We use a pretrained LLM, OPT-1.3B to initialize our model and combine the vocabulary of AV speech tokens with the original text vocabulary. This allows us to jointly model the probability of both AV speech tokens and text tokens. We introduce a joint speech-text pre-training scheme to effectively transform the text-based LLM into the AV speech token-based LLM, enabling it to produce relevant AV speech responses from the AI side given a conversation context. It proceeds in the following two stages:
The first stage is instructing the LLM to interpret and generate AV speech tokens. We segment the dialogue into turns and prepare paired AV speech tokens and text tokens. We then concatenate the pair to construct both audio-visual speech recognition (AVSR) and text-to-speech generation (TTS) training objectives. Only the embedding layer and the projection layer are trained, which guides the LLM to understand and generate AV speech tokens while retaining the given LLM knowledge needed for dialogue generation.

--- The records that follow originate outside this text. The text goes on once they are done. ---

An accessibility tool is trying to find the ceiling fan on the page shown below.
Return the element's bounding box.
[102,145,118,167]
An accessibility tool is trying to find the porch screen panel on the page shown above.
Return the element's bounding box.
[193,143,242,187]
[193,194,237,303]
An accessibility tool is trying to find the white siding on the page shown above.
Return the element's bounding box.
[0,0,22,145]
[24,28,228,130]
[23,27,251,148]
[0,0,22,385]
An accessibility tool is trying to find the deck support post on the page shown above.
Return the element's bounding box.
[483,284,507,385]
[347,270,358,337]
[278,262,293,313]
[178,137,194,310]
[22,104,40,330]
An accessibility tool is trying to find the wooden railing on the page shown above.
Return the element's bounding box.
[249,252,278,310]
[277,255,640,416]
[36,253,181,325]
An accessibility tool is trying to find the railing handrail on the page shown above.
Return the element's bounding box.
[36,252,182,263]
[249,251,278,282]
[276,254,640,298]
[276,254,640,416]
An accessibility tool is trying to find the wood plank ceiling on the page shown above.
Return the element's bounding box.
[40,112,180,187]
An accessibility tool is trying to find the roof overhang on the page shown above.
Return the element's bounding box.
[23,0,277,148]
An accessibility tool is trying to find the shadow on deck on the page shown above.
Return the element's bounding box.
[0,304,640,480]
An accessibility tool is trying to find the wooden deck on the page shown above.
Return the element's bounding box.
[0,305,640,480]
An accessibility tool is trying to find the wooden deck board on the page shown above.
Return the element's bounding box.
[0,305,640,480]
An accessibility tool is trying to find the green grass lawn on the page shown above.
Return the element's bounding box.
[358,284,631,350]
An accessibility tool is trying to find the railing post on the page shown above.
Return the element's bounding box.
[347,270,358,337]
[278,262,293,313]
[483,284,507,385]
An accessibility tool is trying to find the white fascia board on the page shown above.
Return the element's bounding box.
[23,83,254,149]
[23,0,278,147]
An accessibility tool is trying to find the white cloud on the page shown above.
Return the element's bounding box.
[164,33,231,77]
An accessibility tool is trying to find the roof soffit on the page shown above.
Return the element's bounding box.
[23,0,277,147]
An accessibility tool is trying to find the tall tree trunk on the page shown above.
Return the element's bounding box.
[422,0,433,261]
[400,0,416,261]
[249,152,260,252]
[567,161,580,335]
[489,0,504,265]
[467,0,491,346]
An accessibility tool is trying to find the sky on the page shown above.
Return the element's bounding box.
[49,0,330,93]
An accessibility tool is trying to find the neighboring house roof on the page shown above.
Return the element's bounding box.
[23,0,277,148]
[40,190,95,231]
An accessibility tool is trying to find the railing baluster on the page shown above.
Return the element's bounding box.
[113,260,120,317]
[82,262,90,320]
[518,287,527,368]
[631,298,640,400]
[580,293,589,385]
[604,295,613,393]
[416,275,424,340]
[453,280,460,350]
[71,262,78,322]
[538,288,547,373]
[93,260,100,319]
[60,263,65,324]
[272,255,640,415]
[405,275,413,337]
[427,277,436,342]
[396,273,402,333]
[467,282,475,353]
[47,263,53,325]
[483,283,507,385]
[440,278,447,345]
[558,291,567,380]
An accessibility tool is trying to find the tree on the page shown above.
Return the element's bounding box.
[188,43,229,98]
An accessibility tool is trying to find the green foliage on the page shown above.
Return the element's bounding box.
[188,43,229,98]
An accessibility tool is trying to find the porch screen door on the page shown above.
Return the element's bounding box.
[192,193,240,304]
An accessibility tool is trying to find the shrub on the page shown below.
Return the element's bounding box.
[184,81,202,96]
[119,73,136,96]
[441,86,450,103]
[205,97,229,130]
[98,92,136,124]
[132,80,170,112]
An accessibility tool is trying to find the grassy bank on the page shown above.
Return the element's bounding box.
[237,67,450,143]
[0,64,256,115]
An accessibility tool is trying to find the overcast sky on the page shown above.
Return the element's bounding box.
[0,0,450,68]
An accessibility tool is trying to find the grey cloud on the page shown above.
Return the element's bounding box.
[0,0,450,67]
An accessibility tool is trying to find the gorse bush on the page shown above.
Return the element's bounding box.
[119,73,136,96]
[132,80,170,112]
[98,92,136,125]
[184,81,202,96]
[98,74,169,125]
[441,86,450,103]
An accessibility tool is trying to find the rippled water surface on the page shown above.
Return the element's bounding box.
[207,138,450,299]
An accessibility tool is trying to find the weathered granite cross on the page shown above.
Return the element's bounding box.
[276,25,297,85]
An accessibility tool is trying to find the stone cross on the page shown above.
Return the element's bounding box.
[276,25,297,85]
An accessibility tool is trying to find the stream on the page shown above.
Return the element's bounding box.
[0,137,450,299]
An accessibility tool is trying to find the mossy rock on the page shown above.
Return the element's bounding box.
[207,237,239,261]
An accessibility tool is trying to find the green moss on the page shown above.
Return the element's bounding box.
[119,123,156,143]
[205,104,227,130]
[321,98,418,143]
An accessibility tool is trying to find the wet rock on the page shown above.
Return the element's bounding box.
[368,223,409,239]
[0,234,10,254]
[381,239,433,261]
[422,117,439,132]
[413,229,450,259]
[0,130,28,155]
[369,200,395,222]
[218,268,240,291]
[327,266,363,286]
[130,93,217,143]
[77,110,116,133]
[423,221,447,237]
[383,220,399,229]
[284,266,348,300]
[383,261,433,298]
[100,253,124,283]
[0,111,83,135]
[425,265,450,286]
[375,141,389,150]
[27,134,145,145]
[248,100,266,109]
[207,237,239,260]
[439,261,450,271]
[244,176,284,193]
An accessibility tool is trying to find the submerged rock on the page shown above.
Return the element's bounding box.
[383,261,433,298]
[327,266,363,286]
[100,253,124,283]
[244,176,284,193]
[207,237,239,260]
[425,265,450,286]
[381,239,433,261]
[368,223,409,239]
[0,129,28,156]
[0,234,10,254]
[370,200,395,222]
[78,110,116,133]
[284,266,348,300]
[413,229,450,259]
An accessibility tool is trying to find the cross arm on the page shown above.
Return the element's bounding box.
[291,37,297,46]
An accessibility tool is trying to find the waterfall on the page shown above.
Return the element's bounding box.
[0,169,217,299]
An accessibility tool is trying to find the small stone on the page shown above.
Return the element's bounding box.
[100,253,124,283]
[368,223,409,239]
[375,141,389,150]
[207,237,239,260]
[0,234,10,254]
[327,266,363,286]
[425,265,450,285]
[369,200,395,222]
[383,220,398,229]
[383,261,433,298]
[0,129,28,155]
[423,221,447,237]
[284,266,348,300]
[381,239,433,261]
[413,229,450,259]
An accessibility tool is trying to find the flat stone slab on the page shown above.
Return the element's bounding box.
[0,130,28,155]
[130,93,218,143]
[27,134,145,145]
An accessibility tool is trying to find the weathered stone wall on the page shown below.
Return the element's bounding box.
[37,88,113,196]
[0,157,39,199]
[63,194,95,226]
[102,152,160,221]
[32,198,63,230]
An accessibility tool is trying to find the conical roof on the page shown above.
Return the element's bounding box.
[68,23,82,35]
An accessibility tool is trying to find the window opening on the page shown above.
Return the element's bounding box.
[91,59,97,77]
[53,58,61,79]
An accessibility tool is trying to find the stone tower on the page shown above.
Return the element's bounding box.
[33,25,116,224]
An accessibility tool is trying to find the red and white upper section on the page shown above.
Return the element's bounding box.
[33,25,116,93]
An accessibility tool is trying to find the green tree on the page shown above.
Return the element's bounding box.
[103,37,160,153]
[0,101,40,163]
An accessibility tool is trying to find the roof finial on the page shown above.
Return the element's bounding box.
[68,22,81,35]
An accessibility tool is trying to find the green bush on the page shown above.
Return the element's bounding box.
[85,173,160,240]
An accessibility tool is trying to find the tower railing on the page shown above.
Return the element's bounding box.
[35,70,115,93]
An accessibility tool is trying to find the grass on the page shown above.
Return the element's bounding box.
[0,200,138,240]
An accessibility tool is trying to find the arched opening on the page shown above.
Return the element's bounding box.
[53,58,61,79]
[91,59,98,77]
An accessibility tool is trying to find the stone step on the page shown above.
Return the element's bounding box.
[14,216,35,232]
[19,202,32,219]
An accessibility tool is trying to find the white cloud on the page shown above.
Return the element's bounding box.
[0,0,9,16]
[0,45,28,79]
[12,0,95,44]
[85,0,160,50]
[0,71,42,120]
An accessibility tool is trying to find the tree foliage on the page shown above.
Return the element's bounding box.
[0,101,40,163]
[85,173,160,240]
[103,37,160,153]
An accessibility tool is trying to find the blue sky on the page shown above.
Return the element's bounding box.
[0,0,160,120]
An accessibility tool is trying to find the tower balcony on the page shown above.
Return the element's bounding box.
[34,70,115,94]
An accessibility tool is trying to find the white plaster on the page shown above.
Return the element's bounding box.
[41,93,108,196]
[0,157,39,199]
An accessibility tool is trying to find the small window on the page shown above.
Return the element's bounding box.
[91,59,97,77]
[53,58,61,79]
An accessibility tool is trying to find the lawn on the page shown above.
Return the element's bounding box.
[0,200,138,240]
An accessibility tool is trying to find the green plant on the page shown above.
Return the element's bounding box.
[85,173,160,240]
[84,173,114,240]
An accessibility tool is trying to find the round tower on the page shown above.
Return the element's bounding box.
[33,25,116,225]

The second stage is jointly learning the text and AV speech token-based dialogue. We select either one of the speakers as the AI which the model aims to predict and indicate the start of the response with additional speaker prefix tokens. During the pretraining, we evenly mix the use of AV speech tokens and text which allows the model to utilize both token knowledge to generate dialogue response. We pretrain the entire model at this stage and we later finetune on pure AV speech token-based dialogue.
The AV speech tokens are used to generate a response in the form of a talking face video. The audio-visual generator includes a length predictor, a token-based speech decoder, and a token-based face decoder. The token-based speech decoder and face decoder, adapted from the existing speech generator and face generator, process AV speech tokens instead of raw audio. Speaker identity information is incorporated through speaker embedding extraction, and the target identity's face and pose prior are utilized to enable generation with the desired identity.